Yet another tourist has died in the Dominican Republic under mysterious, but now familiar, circumstances: Joseph Allen, 55 and reportedly healthy, was found dead in his room at the Terra Linda in Sosúa on June 13th, after complaining to friends that he felt off. This is at least the ninth suspicious U.S. tourist death in the Caribbean nation since 2018, and while officials contend there's no evidence the fatalities are related, they nonetheless share striking similarities.

Allen, of Avenel, New Jersey, arrived in the Dominican Republic on June 9th, for a friend's birthday celebration. On June 12th, he told friends he felt hot and left the pool area to shower and lie down. When the group hadn't heard from him the next morning, they asked the hotel for a wellness check. That's when a maid found him: Allen's brother, Jason, told NBC New York that an employee "opened the door, screamed, slammed the door." Allen was reportedly lying "on the floor dead between his room and the bathroom."

Allen's family told NBC New York that he had passed a physical just before his trip, and that the Dominican Republic was "his vacation spot": he'd been there many times before. They're working on getting his body back so they can get an autopsy.

"I don't know who to blame," Jason Allen told NBC. "I'd rather not guess because you will drive yourself crazy with that but I do think something is off and I think it needs to be investigated no matter how much money or how much time it is."

Since June 2018, eight other U.S. tourists have died at Dominican Republic hotels: On June 10th, Leyla Cox, 53, was found dead in her room at the Excellence Resort in Punta Cana. John Corcoran, brother to Shark Tank's Barabara Corcoran, died at an unnamed resort in April, ostensibly from natural causes. Four people—51-year-old Yvette Monique Sport, 41-year-old Miranda Schaup-Werner, 63-year-old Nathaniel Edward Holmes, and 49-year-old Cynthia Ann Day—have died at Grand Bahia Principe properties. Two guests—45-year-old David Harrison and 67-year-old Robert Wallace—died at the Hard Rock Hotel and Casino Punta Cana.

At that particular Hard Rock, a group of Oklahoma graduating seniors and their parents recently became ill after eating at the all-inclusive resort's Japanese restaurant on June 11th. "I just woke up, and my stomach was cramping and I was sweating," Bennet Hill, one of the Deer Creek High School grads, told KOCO News. "I was freezing."

"We've been hooked up to IVs since we first got here with antibiotics, just getting hydrated," he said, adding that six of his peers had also been taken to the hospital for the same problems. The teens received "anti-nausea medicine," Bennet said, and "all this stuff because we were just so dehydrated."
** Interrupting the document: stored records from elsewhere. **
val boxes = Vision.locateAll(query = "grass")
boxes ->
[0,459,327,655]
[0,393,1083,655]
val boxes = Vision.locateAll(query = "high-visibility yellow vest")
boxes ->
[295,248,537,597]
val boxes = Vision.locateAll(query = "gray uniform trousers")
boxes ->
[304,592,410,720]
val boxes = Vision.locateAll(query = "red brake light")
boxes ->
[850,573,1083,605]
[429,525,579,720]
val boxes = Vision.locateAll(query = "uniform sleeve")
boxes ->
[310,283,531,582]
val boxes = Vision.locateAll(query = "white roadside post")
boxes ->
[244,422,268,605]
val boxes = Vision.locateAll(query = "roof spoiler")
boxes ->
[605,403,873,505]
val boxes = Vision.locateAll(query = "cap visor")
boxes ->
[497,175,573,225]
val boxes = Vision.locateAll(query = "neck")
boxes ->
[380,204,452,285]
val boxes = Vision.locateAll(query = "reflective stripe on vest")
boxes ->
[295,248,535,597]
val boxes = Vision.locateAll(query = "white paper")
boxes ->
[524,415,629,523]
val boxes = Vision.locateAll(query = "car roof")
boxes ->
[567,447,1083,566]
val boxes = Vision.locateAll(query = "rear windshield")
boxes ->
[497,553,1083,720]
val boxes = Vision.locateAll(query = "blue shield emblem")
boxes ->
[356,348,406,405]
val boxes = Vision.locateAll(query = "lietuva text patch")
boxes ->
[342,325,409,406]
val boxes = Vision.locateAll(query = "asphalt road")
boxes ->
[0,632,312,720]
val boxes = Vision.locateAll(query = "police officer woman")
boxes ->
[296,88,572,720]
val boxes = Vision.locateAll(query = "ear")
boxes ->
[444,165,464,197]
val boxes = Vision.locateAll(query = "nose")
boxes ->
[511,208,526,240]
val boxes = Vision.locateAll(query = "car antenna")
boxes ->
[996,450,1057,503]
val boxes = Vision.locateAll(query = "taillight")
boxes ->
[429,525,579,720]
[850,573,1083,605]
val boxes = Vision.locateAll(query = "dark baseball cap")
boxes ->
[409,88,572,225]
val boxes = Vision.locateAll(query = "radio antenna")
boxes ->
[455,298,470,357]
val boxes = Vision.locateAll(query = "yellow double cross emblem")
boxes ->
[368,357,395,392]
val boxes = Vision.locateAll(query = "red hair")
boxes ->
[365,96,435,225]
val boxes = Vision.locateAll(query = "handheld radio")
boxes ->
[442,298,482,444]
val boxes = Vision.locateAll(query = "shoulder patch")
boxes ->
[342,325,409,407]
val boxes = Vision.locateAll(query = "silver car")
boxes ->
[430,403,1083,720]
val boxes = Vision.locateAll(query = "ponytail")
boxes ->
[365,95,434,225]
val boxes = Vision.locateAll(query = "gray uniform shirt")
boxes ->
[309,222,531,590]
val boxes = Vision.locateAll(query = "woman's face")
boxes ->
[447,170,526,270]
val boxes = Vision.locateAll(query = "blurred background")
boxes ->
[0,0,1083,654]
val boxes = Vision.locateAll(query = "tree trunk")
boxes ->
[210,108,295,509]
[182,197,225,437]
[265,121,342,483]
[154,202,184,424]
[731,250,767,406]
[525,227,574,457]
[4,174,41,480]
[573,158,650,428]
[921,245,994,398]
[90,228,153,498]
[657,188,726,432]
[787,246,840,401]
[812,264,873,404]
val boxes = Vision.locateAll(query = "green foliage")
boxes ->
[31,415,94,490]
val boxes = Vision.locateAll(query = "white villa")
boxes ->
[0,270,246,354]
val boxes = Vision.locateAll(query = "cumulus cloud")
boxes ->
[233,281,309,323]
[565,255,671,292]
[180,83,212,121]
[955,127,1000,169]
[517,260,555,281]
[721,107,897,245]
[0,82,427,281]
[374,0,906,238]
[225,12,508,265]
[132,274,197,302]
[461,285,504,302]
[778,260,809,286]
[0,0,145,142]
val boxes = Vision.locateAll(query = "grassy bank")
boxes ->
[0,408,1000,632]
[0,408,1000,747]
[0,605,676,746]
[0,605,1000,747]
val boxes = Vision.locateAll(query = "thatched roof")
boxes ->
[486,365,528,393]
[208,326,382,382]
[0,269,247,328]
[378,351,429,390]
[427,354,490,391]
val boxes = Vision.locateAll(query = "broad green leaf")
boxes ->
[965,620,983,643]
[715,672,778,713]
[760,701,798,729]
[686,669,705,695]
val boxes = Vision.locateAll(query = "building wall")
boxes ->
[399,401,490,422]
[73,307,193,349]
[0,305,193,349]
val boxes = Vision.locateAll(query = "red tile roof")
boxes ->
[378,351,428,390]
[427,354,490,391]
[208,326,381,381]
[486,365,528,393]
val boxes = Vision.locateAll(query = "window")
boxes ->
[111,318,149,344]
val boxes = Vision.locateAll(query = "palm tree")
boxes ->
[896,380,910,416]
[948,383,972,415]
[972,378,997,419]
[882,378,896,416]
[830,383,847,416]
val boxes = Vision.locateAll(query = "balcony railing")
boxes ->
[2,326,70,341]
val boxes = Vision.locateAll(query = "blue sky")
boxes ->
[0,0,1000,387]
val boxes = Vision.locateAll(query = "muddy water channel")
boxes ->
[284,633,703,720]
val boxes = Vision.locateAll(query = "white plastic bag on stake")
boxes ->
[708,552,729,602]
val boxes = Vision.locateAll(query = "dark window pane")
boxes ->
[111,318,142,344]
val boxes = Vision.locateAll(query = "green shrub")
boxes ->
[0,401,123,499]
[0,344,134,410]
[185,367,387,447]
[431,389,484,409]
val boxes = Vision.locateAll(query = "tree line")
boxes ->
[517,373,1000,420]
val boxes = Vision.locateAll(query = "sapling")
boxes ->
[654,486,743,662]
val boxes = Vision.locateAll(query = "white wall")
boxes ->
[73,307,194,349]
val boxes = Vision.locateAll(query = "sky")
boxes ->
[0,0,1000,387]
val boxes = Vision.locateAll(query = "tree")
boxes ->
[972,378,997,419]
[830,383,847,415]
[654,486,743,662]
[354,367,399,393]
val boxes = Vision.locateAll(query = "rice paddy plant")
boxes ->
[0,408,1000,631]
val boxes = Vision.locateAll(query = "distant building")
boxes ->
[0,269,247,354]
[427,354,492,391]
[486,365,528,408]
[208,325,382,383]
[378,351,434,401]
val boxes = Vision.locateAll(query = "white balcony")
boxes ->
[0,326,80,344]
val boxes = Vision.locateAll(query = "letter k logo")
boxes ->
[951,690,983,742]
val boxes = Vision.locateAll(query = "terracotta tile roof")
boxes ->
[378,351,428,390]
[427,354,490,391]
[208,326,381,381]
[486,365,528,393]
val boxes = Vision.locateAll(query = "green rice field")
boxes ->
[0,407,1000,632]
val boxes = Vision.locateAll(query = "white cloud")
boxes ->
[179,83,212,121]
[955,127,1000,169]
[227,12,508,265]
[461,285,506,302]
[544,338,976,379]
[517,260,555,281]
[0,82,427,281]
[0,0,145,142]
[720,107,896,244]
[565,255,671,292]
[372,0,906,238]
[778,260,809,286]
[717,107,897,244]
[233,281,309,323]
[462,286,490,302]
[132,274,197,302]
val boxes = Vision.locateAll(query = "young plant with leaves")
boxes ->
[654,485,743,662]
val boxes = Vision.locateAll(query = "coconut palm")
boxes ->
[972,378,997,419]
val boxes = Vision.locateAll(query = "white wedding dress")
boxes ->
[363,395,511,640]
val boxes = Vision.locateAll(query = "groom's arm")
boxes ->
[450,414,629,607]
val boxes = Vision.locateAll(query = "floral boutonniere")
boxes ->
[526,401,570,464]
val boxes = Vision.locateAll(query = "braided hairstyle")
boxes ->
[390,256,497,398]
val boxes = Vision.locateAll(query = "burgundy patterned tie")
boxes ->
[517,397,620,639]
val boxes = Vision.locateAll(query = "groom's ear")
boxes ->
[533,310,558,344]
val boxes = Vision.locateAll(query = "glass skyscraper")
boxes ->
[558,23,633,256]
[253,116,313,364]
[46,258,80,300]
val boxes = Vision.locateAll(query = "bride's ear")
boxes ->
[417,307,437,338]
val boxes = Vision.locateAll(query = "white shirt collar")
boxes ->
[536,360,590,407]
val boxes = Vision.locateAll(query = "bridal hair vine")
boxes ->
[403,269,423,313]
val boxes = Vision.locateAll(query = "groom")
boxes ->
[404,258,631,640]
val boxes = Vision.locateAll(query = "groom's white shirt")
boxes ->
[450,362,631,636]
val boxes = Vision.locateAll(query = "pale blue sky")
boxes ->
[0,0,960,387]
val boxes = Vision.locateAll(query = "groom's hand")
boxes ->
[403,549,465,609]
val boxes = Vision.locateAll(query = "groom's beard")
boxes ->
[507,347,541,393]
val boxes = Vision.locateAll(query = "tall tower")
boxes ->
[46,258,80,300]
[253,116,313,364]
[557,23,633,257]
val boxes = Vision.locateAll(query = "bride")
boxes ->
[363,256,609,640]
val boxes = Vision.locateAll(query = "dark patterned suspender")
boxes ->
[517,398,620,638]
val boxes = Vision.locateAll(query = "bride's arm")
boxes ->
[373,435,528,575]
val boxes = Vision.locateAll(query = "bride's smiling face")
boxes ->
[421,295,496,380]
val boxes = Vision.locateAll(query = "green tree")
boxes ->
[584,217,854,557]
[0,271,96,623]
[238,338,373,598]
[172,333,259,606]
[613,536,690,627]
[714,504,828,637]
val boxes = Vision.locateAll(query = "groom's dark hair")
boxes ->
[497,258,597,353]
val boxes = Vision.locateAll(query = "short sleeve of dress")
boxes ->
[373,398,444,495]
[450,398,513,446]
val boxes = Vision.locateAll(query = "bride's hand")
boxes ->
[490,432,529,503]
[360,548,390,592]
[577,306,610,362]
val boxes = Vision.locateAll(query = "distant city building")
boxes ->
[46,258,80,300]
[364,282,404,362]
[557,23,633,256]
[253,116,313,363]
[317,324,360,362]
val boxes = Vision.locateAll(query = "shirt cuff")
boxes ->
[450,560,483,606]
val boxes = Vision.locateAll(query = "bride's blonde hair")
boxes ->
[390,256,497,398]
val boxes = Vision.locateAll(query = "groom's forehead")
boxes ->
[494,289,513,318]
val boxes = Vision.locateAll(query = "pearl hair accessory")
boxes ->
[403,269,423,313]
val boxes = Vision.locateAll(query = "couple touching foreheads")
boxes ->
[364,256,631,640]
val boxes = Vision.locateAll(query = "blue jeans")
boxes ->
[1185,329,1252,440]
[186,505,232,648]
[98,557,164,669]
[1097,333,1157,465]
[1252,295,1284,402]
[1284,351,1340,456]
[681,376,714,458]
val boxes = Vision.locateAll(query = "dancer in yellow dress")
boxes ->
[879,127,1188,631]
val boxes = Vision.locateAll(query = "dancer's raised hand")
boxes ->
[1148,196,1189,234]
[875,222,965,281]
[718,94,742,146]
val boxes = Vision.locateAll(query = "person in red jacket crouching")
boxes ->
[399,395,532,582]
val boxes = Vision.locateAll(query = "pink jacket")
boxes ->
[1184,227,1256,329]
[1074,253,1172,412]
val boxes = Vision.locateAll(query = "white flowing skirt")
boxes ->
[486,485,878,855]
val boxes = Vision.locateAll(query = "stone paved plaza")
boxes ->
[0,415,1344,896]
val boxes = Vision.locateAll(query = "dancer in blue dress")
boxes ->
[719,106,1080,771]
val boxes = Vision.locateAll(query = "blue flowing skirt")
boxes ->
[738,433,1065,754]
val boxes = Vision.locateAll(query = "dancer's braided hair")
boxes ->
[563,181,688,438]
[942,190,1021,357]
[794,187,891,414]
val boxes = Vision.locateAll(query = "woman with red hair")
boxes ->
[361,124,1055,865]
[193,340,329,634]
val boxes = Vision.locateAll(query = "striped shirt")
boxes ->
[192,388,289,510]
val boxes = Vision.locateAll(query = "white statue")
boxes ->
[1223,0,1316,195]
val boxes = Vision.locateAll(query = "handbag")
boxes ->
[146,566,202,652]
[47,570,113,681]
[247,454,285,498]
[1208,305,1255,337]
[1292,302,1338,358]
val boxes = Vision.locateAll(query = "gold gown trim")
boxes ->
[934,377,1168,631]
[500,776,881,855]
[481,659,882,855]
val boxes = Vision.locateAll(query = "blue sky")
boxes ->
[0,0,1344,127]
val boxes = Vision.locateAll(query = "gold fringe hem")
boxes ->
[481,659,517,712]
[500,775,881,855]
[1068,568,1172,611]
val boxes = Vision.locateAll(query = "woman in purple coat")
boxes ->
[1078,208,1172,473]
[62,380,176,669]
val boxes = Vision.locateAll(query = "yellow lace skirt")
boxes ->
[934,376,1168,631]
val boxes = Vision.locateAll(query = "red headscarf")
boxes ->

Parent Liz McLaughlin, whose daughter Libby is among those who've gotten sick, told KOTV: "We just don't know what is happening. Is it the water? Is it the ice? Is it the food? Is it the food handling? Is it the pesticides? We have no idea what's going on."

The FBI, which is now working with Dominican authorities to determine the cause of death and will be running toxicology screenings on some of the deceased, reportedly suspects bootleg alcohol may be the culprit. Spouses and friends traveling with the people who have died, along with people who have become violently ill but survived, have attested to a number of the same symptoms—blurred vision, nausea, stomach cramping, diarrhea, respiratory issues, and more—all of which are consistent with methanol poisoning. In years past, big resorts—particularly the all-inclusives where you don't pay per drink—have been caught swapping methanol into alcohol bottles: In the Dominican Republic in 2017, for example, 12 people died and at least 21 were severely sickened after drinking fake liquor.

In this latest rash of deaths, a number of the victims expired after imbibing drinks from the minibar or at the hotel.

The Grand Bahia Principe has insisted that it will continue to work with investigators, while seeming to deny the idea that its establishments may have doctored the liquor. The Hard Rock, too, has expressed its confidence "that all operational protocols were followed to ensure the safety of our guests." With respect to the graduation group, the Hard Rock told the NY Post that it "immediately took corrective action" upon learning of the sick students.

"Hard Rock Hotel & Casino Punta Cana is disappointed regarding a recent situation in which a group of guests became ill after dining at one of our twelve venues," read a statement from the hotel. "As the safety and health of our guests is now, and has always been our highest priority, Hard Rock Hotel & Casino Punta Cana is regretful that we did not achieve the extremely high standards we set for ourselves."